So when you guys put it in the freezer all you do prior to is rinse it out with regular water?


----------



## rockhop (Mar 22, 2006)

I rinse mine with hot tap water then straight in the freezer. Been doing this with the same bladder since '97. Occasionally I'll fill it with hot water and a tspn of dishwasher powder, the type for machines. Rinses clean with no aftertaste.


----------



## 05kas05 (Mar 20, 2010)

when i had my camelbak i would use the denture tablets it worked well and gave it a minty taste at least for the first fill up then it would start tasting like plastic again.i finally switched to an osprey pack mainly just to downsize the bag. the bladder/water tastes so much better and it is still tasting great after a year and a half. i don't think i would use another camelbak but to be fair i have not tried their new bladders yet.


----------



## palerider (Jul 15, 2004)

I would never use bleach, try lemon juice.


----------



## mtbxplorer (Dec 25, 2009)

Shake with a little baking soda (soak if severe), rinse. Drain and then add a couple paper towels inside to remove moisture and keep it "open". Remove and add new towels if needed. Hang with a dry paper towel inside until next use.


----------



## acer66 (Oct 13, 2010)

Mamba13 said:


> I put my camel bak bladder in the freezer after each use.


1+ In all those years I never cleaned a single one while using just water besides before using it for the first time.


----------



## ibadfish (Apr 22, 2012)

Mamba13 said:


> I put my camel bak bladder in the freezer after each use.


I do the exact same. I've been using the same camel back bladder for 3 years. Whatever water I don't finish gets thrown in the freezer. This helps keep the water cold during my ride as well. Best part is you don't have to fuss with cleaning and drying the camel bak. I've only washed mine out once and that was only because I left it in my car for a couple of days and when I first got the camelbak.

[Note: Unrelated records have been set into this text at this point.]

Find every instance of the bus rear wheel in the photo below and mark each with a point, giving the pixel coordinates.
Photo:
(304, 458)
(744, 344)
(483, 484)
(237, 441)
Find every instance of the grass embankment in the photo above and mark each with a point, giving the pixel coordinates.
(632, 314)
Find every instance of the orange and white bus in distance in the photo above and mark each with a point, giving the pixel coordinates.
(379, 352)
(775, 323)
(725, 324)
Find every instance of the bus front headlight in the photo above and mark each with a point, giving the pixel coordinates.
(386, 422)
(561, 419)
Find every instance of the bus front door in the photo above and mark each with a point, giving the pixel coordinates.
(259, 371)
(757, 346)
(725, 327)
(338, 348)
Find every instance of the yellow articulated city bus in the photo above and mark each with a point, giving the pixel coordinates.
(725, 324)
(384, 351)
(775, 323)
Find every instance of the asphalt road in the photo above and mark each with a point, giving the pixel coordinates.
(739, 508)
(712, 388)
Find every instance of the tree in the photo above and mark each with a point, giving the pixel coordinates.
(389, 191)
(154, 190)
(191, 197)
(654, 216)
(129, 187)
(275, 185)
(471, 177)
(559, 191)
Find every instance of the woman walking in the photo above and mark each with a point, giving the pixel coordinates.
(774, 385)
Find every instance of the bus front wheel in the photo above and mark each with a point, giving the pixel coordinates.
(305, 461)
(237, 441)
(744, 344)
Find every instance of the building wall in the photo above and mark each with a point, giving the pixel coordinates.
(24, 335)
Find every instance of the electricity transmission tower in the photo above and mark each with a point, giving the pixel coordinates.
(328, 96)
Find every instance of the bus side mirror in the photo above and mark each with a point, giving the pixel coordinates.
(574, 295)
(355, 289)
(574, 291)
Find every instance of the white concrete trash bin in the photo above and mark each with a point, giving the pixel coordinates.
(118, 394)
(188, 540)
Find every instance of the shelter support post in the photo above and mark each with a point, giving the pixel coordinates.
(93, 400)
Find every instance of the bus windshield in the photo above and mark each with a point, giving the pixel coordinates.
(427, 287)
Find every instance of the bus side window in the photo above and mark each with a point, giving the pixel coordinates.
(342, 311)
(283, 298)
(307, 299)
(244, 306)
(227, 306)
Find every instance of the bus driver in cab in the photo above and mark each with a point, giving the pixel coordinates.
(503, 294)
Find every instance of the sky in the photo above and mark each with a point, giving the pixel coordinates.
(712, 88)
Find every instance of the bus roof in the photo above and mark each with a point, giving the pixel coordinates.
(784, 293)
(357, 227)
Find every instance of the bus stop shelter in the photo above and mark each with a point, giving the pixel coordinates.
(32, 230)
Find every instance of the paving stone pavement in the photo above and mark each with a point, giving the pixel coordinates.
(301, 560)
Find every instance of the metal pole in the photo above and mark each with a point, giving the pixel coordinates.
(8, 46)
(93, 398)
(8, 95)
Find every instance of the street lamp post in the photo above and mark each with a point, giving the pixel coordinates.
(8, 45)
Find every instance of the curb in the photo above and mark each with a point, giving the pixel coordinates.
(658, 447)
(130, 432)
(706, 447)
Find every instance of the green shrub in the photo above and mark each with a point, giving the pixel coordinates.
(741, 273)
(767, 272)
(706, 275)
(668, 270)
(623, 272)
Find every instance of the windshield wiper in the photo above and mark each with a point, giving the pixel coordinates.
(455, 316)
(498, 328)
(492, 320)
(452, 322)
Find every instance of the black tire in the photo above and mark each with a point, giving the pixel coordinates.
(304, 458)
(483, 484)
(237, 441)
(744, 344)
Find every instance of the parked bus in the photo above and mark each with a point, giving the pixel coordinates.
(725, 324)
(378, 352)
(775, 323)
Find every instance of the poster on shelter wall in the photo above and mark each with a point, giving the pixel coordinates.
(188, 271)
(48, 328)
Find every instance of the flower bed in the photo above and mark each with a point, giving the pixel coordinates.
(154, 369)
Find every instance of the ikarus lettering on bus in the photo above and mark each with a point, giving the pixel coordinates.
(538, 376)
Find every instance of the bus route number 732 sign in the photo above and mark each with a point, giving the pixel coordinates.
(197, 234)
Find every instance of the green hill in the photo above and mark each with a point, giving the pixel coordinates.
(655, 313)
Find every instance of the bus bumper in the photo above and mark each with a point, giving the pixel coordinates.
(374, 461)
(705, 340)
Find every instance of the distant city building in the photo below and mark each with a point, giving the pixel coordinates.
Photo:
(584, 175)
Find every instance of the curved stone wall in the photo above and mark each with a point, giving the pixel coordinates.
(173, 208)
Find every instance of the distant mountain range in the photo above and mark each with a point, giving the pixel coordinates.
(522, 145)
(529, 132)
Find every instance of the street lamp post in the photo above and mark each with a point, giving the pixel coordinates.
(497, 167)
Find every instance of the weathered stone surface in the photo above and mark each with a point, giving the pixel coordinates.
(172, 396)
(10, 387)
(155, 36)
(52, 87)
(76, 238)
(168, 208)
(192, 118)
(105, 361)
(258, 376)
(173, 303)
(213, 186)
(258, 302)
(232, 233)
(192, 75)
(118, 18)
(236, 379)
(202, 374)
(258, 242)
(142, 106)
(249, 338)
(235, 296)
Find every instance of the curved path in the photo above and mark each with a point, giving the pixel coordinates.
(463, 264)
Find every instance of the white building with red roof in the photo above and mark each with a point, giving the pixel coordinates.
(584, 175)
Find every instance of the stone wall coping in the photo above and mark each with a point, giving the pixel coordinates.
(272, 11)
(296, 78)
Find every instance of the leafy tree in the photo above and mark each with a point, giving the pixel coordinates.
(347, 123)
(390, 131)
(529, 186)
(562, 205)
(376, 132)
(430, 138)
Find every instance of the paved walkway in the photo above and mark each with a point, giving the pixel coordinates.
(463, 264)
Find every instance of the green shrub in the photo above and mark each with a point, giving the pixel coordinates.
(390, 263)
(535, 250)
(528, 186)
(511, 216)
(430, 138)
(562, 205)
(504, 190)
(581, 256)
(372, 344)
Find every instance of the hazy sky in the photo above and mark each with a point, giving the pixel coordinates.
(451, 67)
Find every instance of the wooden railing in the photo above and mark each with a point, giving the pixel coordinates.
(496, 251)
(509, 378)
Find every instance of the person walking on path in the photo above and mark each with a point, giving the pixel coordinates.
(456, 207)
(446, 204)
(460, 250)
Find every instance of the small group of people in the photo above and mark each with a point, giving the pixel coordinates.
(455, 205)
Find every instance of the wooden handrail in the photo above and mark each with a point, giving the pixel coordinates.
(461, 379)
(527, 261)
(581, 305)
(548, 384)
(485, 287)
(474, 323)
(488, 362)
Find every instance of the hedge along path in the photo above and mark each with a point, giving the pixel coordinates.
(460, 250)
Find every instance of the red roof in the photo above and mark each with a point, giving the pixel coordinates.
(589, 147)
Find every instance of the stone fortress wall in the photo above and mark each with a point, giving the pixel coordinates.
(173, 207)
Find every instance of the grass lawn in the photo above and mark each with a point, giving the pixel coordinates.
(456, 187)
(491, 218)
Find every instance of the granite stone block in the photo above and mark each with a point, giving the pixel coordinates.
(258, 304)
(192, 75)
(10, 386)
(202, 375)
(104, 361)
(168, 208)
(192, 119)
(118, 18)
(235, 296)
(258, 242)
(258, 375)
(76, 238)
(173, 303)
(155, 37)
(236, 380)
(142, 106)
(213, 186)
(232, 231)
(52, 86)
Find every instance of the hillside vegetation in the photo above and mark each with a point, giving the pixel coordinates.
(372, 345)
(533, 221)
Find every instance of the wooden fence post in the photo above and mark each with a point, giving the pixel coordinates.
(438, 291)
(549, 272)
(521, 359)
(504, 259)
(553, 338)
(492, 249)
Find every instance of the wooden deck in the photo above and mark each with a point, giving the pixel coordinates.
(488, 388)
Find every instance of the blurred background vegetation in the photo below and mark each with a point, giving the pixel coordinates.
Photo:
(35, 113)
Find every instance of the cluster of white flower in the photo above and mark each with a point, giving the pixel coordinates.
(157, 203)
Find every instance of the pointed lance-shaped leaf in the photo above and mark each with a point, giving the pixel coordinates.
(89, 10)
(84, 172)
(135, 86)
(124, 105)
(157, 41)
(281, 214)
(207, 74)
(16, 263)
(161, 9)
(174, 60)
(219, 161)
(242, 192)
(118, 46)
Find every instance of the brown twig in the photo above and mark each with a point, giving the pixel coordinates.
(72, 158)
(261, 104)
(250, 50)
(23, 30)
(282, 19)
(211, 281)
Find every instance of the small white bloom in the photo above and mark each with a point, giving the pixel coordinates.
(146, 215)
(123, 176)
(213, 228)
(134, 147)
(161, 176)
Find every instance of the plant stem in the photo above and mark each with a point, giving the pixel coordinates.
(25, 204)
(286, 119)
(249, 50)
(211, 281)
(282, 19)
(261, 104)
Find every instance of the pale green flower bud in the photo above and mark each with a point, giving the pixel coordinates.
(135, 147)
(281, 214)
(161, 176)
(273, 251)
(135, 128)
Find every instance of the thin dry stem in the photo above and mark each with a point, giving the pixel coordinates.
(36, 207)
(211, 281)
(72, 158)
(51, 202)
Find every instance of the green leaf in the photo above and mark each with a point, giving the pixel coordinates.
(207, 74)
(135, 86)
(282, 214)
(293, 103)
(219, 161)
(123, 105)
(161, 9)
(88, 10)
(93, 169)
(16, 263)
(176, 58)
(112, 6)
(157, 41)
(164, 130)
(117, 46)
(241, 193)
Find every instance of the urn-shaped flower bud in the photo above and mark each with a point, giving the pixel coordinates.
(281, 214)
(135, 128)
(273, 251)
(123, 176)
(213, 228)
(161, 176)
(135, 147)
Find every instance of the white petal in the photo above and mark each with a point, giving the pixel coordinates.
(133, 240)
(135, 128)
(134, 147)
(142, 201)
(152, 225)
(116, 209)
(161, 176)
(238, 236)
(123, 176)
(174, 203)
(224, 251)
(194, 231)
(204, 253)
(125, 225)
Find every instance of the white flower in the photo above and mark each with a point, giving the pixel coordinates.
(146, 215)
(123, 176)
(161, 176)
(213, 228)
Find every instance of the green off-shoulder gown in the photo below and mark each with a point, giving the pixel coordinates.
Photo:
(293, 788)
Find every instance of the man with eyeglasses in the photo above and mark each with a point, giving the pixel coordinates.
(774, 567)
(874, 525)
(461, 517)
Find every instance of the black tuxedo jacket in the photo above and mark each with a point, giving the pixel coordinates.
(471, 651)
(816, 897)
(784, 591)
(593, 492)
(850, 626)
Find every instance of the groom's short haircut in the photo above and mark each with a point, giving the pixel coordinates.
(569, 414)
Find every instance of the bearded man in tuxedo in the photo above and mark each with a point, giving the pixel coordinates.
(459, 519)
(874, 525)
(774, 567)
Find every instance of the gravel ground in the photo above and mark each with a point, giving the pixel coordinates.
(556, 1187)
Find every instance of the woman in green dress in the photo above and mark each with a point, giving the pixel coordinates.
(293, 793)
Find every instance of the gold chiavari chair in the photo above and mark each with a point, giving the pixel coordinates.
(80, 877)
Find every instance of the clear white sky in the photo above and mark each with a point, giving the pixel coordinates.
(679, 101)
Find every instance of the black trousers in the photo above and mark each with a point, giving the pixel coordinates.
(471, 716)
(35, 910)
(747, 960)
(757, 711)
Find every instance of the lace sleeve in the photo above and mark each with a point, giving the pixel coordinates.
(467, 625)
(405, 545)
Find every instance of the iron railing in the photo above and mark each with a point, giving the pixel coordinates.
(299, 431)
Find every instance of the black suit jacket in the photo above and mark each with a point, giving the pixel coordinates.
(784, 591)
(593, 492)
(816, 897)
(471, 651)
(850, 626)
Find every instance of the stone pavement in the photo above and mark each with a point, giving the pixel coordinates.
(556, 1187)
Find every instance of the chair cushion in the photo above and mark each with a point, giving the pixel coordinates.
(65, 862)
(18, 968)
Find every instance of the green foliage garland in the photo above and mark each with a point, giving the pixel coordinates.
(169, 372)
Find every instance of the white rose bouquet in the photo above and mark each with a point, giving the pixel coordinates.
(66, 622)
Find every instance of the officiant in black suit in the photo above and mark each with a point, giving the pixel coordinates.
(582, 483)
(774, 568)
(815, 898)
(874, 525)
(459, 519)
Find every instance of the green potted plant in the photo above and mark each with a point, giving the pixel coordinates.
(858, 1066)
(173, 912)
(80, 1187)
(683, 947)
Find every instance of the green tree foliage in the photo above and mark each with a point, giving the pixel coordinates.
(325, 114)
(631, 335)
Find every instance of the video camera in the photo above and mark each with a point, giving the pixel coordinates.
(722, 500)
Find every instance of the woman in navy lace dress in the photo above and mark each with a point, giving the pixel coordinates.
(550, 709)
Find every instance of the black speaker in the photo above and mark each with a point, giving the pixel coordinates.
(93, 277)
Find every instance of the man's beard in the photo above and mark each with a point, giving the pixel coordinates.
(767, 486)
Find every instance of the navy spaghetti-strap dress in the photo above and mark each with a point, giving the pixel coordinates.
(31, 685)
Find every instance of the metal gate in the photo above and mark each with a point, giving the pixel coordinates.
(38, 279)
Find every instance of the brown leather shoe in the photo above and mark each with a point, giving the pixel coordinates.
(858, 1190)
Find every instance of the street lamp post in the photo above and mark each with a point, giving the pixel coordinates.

Also the carbon filter they sell works really well.


----------



## johnlh (Aug 16, 2008)

I sometimes put Heed or Perpetuem in mine, so it is washed with soap & water after every ride, then hung to dry on a folded up wire coat hanger. If things do get funky, then a simple wash, followed by a soak in bleach water does the trick. A day or so of soaking with a baking soda solution removes the bleach taste.


----------



## leeboh (Aug 5, 2011)

Drain after every ride, and hang on handlebars upside down with tube in to air dry.


----------



## teleken (Jul 22, 2005)

I use a 4-5" piece of stiff foam (like those pool noodles) to keep the bladder spread out so it can air dry.


----------



## jjaguar (Oct 6, 2011)

I usually use water, and most of the time the unfinished portion just goes into the fridge for next time. If I do wash it out, it's with dish soap and water and sometimes a little bleach or white vinegar. I'll stick a wire whisk in it to hold it open and hang it upside down to dry.


----------